Pour le néophyte comme pour le fin connaisseur de jazz, la première chose qui frappe l’œil et chatouille l’oreille lorsqu’André Ceccarelli se produit sur scène est la technique hors du commun qui habite ce batteur, considéré comme l’un des meilleurs au monde. L’audience du palais Amir Taz, qui s’était réunie vendredi pour la soirée de clôture du premier festival de jazz arabo-européen, n’a pas fait exception à la règle : les quelques centaines de membres du public ont été subjugués par cette maîtrise exceptionnelle de ce virtuose de la batterie, qui conduit aussi bien les baguettes que le balai avec une dextérité qui impose le respect. Un flash-back historique s’impose, car la carrière de cet artiste au millier de disques est aussi longue que sa grande renommée. « J’ai commencé la batterie tout gamin, par simple mimétisme en regardant mon père jouer. On tombe en amour parce qu’on entend quelque chose qui nous fait rêver, mais je n’ai jamais eu cela en moi », raconte l’artiste, une montagne floue de cheveux blancs encadrant son visage serein. « Et puis, j’ai été engagé à 16 ans pour faire des remplacements lors de galas organisés par l’orchestre d’Aimé Barrelli de Monaco ». C’est dans la principauté qui jouxte sa ville d’origine, Nice, que le jeune André s’étoffe et enrichit sa maîtrise de la batterie d’une solide formation de swing. « En 1962, j’ai suivi un groupe niçois qui avait beaucoup de succès à Paris, et depuis, je n’ai pas cessé d’enregistrer », poursuit-il, l’accent chantant du Sud ponctuant joliment chacune de ses paroles. Tout au long de sa carrière, l’artiste voyage d’un style musical à l’autre, de la variété au jazz en passant par la pop, toujours accompagné de sa batterie. Relégué au second rang il y a encore une vingtaine d’années, cet instrument prend peu à peu ses lettres de noblesse et s’impose de plus en plus comme un élément non seulement indispensable, mais comme une pièce majeure du jazz. « Je crois savoir, même si je ne me considère pas du tout comme un historien du jazz, que la batterie est le seul instrument à avoir été créé spécifiquement pour ce style de musique », ajoute André Ceccarelli, dit « Dédé ».

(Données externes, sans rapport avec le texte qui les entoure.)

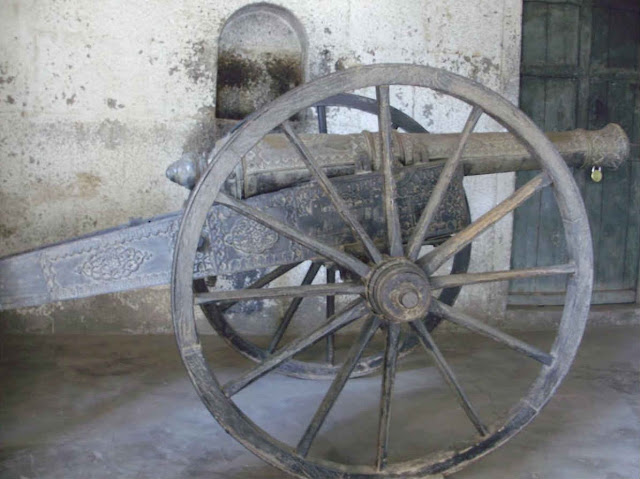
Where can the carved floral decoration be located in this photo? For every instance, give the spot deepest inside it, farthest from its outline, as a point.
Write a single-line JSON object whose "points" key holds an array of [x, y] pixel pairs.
{"points": [[115, 263]]}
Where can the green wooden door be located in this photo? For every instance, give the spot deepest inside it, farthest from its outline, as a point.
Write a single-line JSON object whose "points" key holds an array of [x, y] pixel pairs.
{"points": [[580, 69]]}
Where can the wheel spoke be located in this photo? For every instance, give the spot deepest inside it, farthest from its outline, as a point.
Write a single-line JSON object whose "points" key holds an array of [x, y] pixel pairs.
{"points": [[350, 313], [331, 309], [325, 183], [261, 282], [394, 232], [266, 293], [433, 350], [368, 330], [389, 374], [455, 280], [294, 234], [420, 231], [431, 261], [293, 307], [469, 322]]}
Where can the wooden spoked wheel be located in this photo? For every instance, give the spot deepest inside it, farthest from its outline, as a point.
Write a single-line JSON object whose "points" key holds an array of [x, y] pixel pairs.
{"points": [[327, 367], [394, 287]]}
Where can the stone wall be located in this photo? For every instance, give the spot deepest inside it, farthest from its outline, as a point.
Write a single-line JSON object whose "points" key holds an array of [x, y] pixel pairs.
{"points": [[98, 98]]}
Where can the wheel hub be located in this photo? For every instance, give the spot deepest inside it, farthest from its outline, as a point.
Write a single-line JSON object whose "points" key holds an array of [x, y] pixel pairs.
{"points": [[399, 291]]}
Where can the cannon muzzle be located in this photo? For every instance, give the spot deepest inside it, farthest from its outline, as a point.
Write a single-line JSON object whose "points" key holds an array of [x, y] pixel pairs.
{"points": [[275, 164]]}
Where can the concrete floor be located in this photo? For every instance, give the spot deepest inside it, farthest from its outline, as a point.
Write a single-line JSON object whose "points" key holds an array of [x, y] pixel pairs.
{"points": [[122, 407]]}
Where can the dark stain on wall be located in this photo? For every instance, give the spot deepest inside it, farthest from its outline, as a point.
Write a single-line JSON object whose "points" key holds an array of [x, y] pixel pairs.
{"points": [[246, 83]]}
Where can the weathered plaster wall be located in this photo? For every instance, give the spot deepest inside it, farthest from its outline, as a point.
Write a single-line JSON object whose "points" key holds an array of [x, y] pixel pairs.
{"points": [[97, 98]]}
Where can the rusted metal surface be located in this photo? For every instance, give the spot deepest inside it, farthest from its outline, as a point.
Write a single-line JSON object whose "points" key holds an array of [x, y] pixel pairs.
{"points": [[274, 162], [409, 189], [377, 309], [140, 256]]}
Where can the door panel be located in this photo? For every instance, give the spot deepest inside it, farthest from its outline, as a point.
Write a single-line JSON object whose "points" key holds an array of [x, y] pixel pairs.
{"points": [[580, 64]]}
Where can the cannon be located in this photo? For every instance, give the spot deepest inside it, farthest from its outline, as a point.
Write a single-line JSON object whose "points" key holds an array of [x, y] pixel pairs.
{"points": [[362, 207]]}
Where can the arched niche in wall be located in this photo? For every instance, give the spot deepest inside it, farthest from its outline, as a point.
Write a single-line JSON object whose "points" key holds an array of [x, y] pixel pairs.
{"points": [[262, 52]]}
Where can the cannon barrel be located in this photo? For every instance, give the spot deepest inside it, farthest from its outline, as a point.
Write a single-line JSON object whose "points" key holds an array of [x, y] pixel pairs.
{"points": [[139, 255], [275, 164]]}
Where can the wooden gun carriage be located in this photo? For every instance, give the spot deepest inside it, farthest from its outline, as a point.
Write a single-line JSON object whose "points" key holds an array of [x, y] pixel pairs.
{"points": [[360, 207]]}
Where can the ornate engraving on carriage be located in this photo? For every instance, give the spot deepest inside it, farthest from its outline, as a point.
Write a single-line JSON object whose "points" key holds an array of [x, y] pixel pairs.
{"points": [[113, 263], [250, 237], [125, 258]]}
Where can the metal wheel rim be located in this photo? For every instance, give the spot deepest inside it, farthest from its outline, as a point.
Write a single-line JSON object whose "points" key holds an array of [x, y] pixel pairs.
{"points": [[578, 287]]}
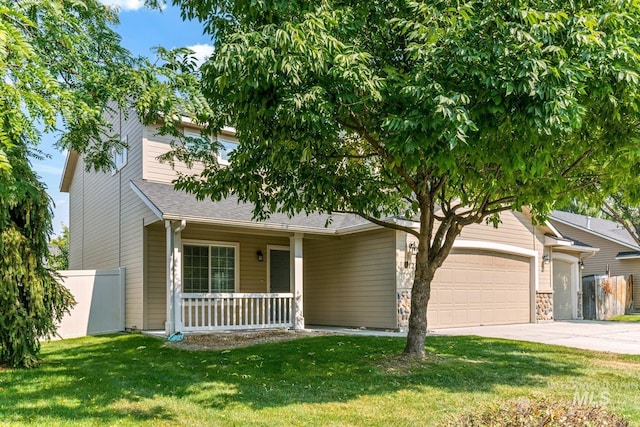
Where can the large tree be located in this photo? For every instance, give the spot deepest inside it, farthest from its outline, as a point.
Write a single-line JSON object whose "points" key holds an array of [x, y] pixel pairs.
{"points": [[441, 111], [61, 68]]}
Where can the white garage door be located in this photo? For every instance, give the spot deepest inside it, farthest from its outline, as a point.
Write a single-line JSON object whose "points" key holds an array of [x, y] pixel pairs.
{"points": [[480, 288]]}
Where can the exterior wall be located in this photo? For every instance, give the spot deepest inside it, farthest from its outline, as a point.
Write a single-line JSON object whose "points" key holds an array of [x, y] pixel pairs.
{"points": [[351, 281], [155, 145], [253, 273], [107, 218], [597, 264], [99, 310], [606, 256], [515, 230]]}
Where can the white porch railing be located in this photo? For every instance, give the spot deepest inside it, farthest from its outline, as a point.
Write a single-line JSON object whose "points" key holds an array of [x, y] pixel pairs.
{"points": [[213, 312]]}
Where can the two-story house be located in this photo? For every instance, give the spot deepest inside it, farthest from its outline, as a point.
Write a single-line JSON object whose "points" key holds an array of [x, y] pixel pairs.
{"points": [[202, 265]]}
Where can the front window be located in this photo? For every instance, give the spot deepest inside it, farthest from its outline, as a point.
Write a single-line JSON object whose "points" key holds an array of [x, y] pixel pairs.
{"points": [[210, 268]]}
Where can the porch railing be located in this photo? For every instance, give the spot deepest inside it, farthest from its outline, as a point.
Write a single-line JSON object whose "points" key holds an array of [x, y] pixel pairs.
{"points": [[210, 312]]}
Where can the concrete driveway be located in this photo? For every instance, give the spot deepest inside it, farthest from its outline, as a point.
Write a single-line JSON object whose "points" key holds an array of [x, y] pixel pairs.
{"points": [[615, 337]]}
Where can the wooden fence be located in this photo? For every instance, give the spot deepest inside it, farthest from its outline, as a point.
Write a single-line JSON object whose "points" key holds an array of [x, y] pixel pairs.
{"points": [[605, 297]]}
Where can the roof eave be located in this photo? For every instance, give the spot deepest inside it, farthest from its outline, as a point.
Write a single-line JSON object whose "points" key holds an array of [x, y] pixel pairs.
{"points": [[587, 230]]}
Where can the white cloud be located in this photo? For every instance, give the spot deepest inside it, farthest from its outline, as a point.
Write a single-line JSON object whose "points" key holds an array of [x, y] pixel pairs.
{"points": [[124, 4], [202, 52]]}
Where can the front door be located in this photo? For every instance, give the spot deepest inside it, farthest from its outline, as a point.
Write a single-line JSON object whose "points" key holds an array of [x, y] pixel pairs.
{"points": [[562, 290], [279, 271]]}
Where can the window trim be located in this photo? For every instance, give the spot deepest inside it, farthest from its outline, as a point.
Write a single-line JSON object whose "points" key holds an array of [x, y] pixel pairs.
{"points": [[221, 161], [208, 244]]}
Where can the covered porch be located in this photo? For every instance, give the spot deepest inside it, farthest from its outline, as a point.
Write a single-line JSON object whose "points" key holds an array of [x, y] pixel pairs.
{"points": [[208, 266]]}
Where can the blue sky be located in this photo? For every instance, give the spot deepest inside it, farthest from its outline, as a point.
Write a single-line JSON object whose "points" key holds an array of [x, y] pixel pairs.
{"points": [[141, 29]]}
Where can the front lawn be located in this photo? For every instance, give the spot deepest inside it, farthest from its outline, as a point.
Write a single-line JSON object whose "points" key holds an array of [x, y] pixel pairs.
{"points": [[327, 380]]}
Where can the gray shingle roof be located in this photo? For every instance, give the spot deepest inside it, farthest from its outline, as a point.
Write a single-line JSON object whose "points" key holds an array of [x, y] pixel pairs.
{"points": [[601, 227], [174, 204]]}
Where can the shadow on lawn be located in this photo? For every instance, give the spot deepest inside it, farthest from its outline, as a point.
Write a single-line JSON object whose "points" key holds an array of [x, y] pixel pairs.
{"points": [[136, 377]]}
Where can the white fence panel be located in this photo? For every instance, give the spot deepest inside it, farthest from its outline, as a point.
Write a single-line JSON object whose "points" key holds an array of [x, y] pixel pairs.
{"points": [[99, 305]]}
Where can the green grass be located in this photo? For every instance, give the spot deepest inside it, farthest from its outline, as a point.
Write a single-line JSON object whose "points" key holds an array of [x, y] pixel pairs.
{"points": [[327, 380], [626, 318]]}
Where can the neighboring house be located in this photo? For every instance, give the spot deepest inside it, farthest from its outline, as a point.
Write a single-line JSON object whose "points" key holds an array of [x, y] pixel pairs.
{"points": [[201, 265], [619, 254]]}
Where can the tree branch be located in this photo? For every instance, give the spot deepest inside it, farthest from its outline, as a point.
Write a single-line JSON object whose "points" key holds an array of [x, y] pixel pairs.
{"points": [[576, 162]]}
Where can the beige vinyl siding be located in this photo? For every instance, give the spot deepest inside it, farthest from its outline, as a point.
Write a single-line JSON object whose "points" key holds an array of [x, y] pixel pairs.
{"points": [[253, 274], [545, 274], [597, 264], [155, 275], [132, 212], [515, 229], [106, 219], [156, 145], [351, 281]]}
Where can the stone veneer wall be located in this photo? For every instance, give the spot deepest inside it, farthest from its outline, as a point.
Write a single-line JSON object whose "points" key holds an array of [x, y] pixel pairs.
{"points": [[544, 306], [404, 308]]}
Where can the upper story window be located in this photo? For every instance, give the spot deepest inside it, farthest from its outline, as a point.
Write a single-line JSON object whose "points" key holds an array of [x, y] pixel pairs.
{"points": [[119, 156], [226, 149], [227, 145]]}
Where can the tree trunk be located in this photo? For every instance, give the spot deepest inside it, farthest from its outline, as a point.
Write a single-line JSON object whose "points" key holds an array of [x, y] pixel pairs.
{"points": [[420, 294]]}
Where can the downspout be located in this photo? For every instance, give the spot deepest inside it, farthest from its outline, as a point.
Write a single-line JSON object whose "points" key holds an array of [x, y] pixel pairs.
{"points": [[170, 325]]}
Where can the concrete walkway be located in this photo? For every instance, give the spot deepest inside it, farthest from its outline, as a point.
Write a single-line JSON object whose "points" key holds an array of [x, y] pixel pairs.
{"points": [[614, 337]]}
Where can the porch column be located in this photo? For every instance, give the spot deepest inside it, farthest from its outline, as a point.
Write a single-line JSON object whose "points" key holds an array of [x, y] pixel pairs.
{"points": [[296, 279], [174, 281], [177, 273], [169, 325]]}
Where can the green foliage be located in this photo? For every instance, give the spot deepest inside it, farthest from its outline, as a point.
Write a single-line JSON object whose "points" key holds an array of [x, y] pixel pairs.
{"points": [[61, 69], [344, 107], [59, 254], [444, 111], [32, 300]]}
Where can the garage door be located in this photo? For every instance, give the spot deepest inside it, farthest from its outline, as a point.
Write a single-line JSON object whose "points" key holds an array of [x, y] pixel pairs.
{"points": [[480, 288]]}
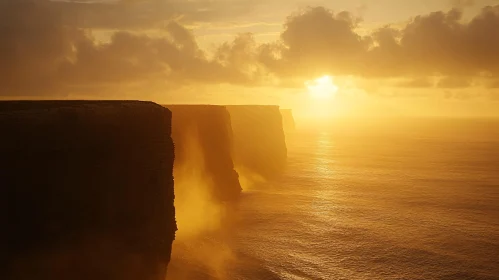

Des projets plein les poches

Il enchaîne au long de sa carrière, dont le fil se déroule depuis les années 1970, des collaborations fructueuses et fameuses, avec Dee Dee Bridgewater, Ray Charles, Tina Turner, Aretha Franklin, Claude Nougaro, Alain Salvador, Charles Aznavour et Serge Gainsbourg, entre autres … C’est en hommage à l’interprète de « dieu est un fumeur de havanes », Serge Gainsbourg, ou « Gainsbarre » comme les fans aiment à l’appeler, qu’André Ceccarelli a décidé il y a 5 ans de retravailler certains grands classiques du chanteur pour créer des morceaux jazz. « On s’est dit que plutôt que de reprendre des chansons américaines, on pouvait piocher dans le répertoire musical français. C’était un an après la commémoration de la mort de Serge Gainsbourg, on s’est donc lancé dans cette adaptation de certains de ses classiques », explique le batteur. « Mais cela est relativement facile de transposer des mélodies de variété en jazz, et nous nous sommes bien amusés à le faire. On a un vocabulaire jazz, au même titre que le classique et la variété, il y a des tempos et des harmonies spécifiquement jazz, et paradoxalement ce n’est pas très difficile de détourner ». L’autre explication est peut-être encore plus évidente : le jazz reste malgré tout une musique marginale, assez peu comprise, et le fait de retrouver une mélodie connue permet de créer des passerelles entre l’auditoire et les musiciens. « En général, le public apprécie, en tout cas, j’ai eu cette impression ce soir » dit-il, ravi et fier de participer à ce festival, sous le drapeau français surplombant la scène. Des projets plein les poches, ce bourreau de travail vitaminé par sa passion pour la musique va commencer l’enregistrement d’un disque en hommage à Claude Nougaro en février prochain, vient de sortir le C.D. live Sunside session et en janvier sortira l’album réalisé en collaboration avec son fils, MPQ (Modern Pop Quartet). « MPQ … ce n’est pas très gracieux comme nom de groupe ! », s’exclame-t-il dans un rire.